When I first lived in Australia, in the late 1980s, I saw a film called Dead Calm, starring a freckle-faced, frizzy-haired redhead called Nicole Kidman. The movie was well received, and soon afterwards Kidman departed for the US and metamorphosed into a Hollywood star. She married Tom Cruise, adopted two children, divorced Cruise, won an Oscar, married Keith Urban and had a baby. She got rid of her freckles, straightened her hair, turned blonde, and warded off wrinkles, it is said, with Botox – a claim Kidman denies.
All of this was faithfully covered by the Australian media, in whose eyes "our Nic" could do little wrong. Kidman's compatriots even forgave her for dabbling in Scientology, for Cruise's fame meant she was constantly in the spotlight, which reflected well on Australia. The couple's eccentricities were treated as indulgently as the phone-throwing antics of Kidman's fellow Australian Russell Crowe.
But Kidman was struggling professionally. During her 10-year marriage to Cruise, she played, with a few exceptions, a series of mediocre and forgettable roles. Then came an Oscar nomination (in 2002) for Moulin Rouge and an Oscar win (in 2003) for The Hours.
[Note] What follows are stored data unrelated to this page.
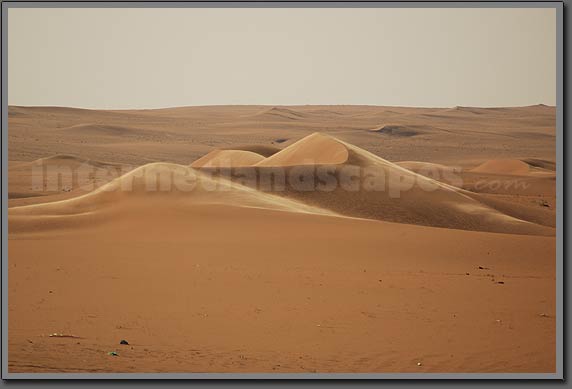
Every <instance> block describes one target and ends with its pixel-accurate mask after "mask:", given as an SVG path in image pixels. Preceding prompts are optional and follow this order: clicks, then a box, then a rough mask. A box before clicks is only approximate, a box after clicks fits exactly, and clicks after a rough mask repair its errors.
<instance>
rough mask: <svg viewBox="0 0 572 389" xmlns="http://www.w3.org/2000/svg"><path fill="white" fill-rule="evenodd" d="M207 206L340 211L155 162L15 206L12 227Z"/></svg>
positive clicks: (296, 211) (172, 210) (176, 166)
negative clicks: (269, 192)
mask: <svg viewBox="0 0 572 389" xmlns="http://www.w3.org/2000/svg"><path fill="white" fill-rule="evenodd" d="M201 205H225V206H232V207H243V208H261V209H269V210H277V211H288V212H295V213H312V214H320V215H335V213H334V212H331V211H328V210H323V209H320V208H318V207H315V206H309V205H306V204H303V203H300V202H297V201H294V200H290V199H285V198H282V197H279V196H275V195H272V194H269V193H264V192H259V191H256V190H254V189H251V188H248V187H245V186H243V185H240V184H236V183H233V182H231V181H229V180H226V179H224V178H213V177H210V176H209V175H207V174H204V173H201V172H199V171H198V170H195V169H193V168H190V167H187V166H183V165H176V164H170V163H151V164H147V165H144V166H141V167H139V168H137V169H134V170H132V171H130V172H129V173H127V174H124V175H123V176H121V177H119V178H116V179H114V180H112V181H110V182H109V183H107V184H105V185H103V186H101V187H99V188H98V189H96V190H94V191H93V192H90V193H87V194H85V195H82V196H78V197H73V198H70V199H65V200H61V201H56V202H51V203H42V204H33V205H26V206H20V207H12V208H10V209H9V219H10V228H13V229H14V230H15V231H23V230H26V228H27V227H26V226H28V225H31V224H32V223H30V221H31V220H32V219H34V220H36V221H41V223H38V225H37V228H49V227H52V228H53V227H65V226H66V225H67V224H66V222H70V223H76V224H77V223H80V224H81V223H82V222H85V223H87V224H89V223H91V222H93V221H94V220H99V221H101V220H103V219H104V218H107V217H109V216H110V215H115V216H117V215H121V214H123V213H125V212H145V211H146V209H147V210H150V209H153V211H157V210H160V209H164V210H165V211H166V212H179V211H183V210H185V209H186V208H188V207H194V206H201ZM169 210H170V211H169ZM76 224H73V225H74V226H77V225H76Z"/></svg>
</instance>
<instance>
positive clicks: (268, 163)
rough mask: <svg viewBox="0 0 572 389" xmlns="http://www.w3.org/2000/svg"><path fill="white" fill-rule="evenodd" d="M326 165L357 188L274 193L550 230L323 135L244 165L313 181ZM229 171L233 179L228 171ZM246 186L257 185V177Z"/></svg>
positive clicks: (348, 203)
mask: <svg viewBox="0 0 572 389" xmlns="http://www.w3.org/2000/svg"><path fill="white" fill-rule="evenodd" d="M324 168H331V169H332V174H333V175H334V176H335V177H336V179H337V180H338V182H340V183H341V182H342V180H343V179H344V174H346V173H347V171H348V170H352V169H353V170H356V171H358V172H361V173H360V174H363V176H360V178H359V180H360V186H359V187H358V188H357V190H353V189H352V190H349V191H348V190H346V189H345V188H343V187H341V185H338V186H337V187H335V188H333V189H332V190H331V191H320V190H310V189H296V188H291V187H287V188H286V190H280V191H276V192H275V194H276V195H279V196H282V197H285V198H291V199H295V200H297V201H300V202H302V203H305V204H311V205H313V206H316V207H319V208H322V209H328V210H331V211H333V212H336V213H338V214H341V215H344V216H349V217H358V218H366V219H373V220H382V221H390V222H396V223H407V224H418V225H426V226H432V227H445V228H455V229H466V230H477V231H489V232H504V233H516V234H533V235H534V234H539V235H552V234H553V233H554V231H553V229H551V228H548V227H545V226H540V225H537V224H535V223H532V222H529V221H527V220H522V219H519V218H516V217H514V216H511V215H507V214H505V213H503V212H501V211H499V210H498V209H496V208H494V207H491V206H489V205H487V204H485V203H483V202H482V201H479V198H478V196H475V195H474V194H473V193H471V192H468V191H466V190H463V189H461V188H458V187H455V186H453V185H450V184H448V183H445V182H440V181H437V180H435V179H432V178H430V177H425V176H423V175H421V174H418V173H416V172H414V171H412V170H408V169H406V168H405V167H402V166H399V164H396V163H392V162H389V161H387V160H385V159H383V158H381V157H379V156H376V155H374V154H372V153H370V152H368V151H366V150H363V149H361V148H359V147H356V146H354V145H352V144H349V143H347V142H344V141H342V140H340V139H337V138H334V137H332V136H329V135H324V134H321V133H314V134H311V135H309V136H306V137H304V138H302V139H300V140H298V141H297V142H295V143H293V144H291V145H289V146H288V147H286V148H285V149H283V150H282V151H280V152H278V153H276V154H274V155H272V156H270V157H268V158H266V159H264V160H262V161H260V162H258V163H257V164H255V165H254V166H251V167H245V168H244V169H247V170H248V169H253V170H254V172H253V173H254V174H246V175H247V176H254V177H256V176H258V175H262V174H266V175H269V174H268V173H269V172H272V170H273V169H274V170H276V169H283V171H285V172H286V174H287V175H288V174H290V173H291V172H292V171H293V169H296V172H297V173H299V174H301V175H303V176H305V177H309V178H310V180H313V181H316V180H317V178H316V177H317V175H318V174H317V169H324ZM244 169H243V170H241V171H245V170H244ZM229 175H230V176H231V178H232V174H229ZM367 175H373V176H374V177H378V178H382V180H383V183H382V186H381V187H380V188H378V190H367V189H366V188H364V187H365V186H366V185H367V181H368V176H367ZM247 185H248V184H247ZM250 185H251V186H253V187H255V188H256V185H257V182H256V180H255V181H253V182H251V183H250ZM269 191H270V192H272V189H270V190H269Z"/></svg>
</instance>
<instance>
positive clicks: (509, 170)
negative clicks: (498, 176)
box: [472, 159, 530, 175]
mask: <svg viewBox="0 0 572 389" xmlns="http://www.w3.org/2000/svg"><path fill="white" fill-rule="evenodd" d="M472 171H473V172H477V173H490V174H511V175H527V174H528V173H529V172H530V165H529V164H527V163H526V162H523V161H520V160H516V159H493V160H490V161H486V162H485V163H483V164H481V165H479V166H477V167H476V168H474V169H472Z"/></svg>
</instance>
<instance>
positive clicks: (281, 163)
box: [256, 132, 348, 167]
mask: <svg viewBox="0 0 572 389" xmlns="http://www.w3.org/2000/svg"><path fill="white" fill-rule="evenodd" d="M347 160H348V149H347V147H346V146H345V145H344V144H343V143H341V142H340V141H338V140H337V139H336V138H333V137H331V136H328V135H324V134H321V133H319V132H315V133H313V134H311V135H308V136H306V137H305V138H302V139H300V140H299V141H298V142H295V143H293V144H291V145H290V146H288V147H287V148H285V149H283V150H282V151H279V152H278V153H276V154H274V155H272V156H270V157H269V158H266V159H265V160H263V161H261V162H259V163H258V164H256V166H282V167H285V166H296V165H320V164H325V165H326V164H327V165H336V164H342V163H344V162H346V161H347Z"/></svg>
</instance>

Since then, though, her performances have vacillated wildly.
Australia, directed by Baz Luhrmann, who also made Moulin Rouge, was supposed to be the film that would finally establish Kidman as a great actor. Luhrmann had big ambitions, too, as was evident from the movie's title. He wanted to capture the essence of the country, tackle the racial prejudice that blights it, and help define the national psyche.
Propelled by such hubris, the £88m film – which opens in UK cinemas today – was bound to disappoint, and the reviews have been scathing. Billed as an Antipodean Gone With The Wind, the Second World War saga – the most expensive Australian movie ever made – is epic only in its length (165 minutes), and its sweeping vistas of desert landscapes.
I must confess I was dreading it, not least because of Kidman's starring role. I don't like her acting, and find her off-screen persona irritating: those arch looks for the camera, those overplucked eyebrows, those perpetual battles with the paparazzi. Give me Cate Blanchett any day, a great actor happy to be seen around Sydney in casual clothes and no make-up.
In Australia, Kidman plays a buttoned-up English aristocrat who inherits a Northern Territory ranch and falls in love with the outback, a cattle drover (Hugh Jackman), and an Aboriginal boy (Brandon Walters). She is, actually, quite good in the part, and there are other strong performances, notably by Walters, a newcomer, and the veteran Aboriginal actor David Gulpilil. None of them can save the movie, however, which is excruciatingly long, riddled with clichés, and wholly unrevelatory.
Luhrmann has spoken about the transformative power of the Australian landscape, and, by extension, of its original inhabitants. While he must be commended for weaving in the theme of the Stolen Generations (the mixed-race children forcibly removed from their families), the film's portrayal of Aboriginal people is sentimental, bordering on mawkish.
Kidman is reportedly so upset by the negative reviews that she has cancelled her customary Christmas in Sydney. She ought to choose her films more wisely. Meanwhile, Australians' eternal quest for a national identity continues, unassisted by Australia, the movie.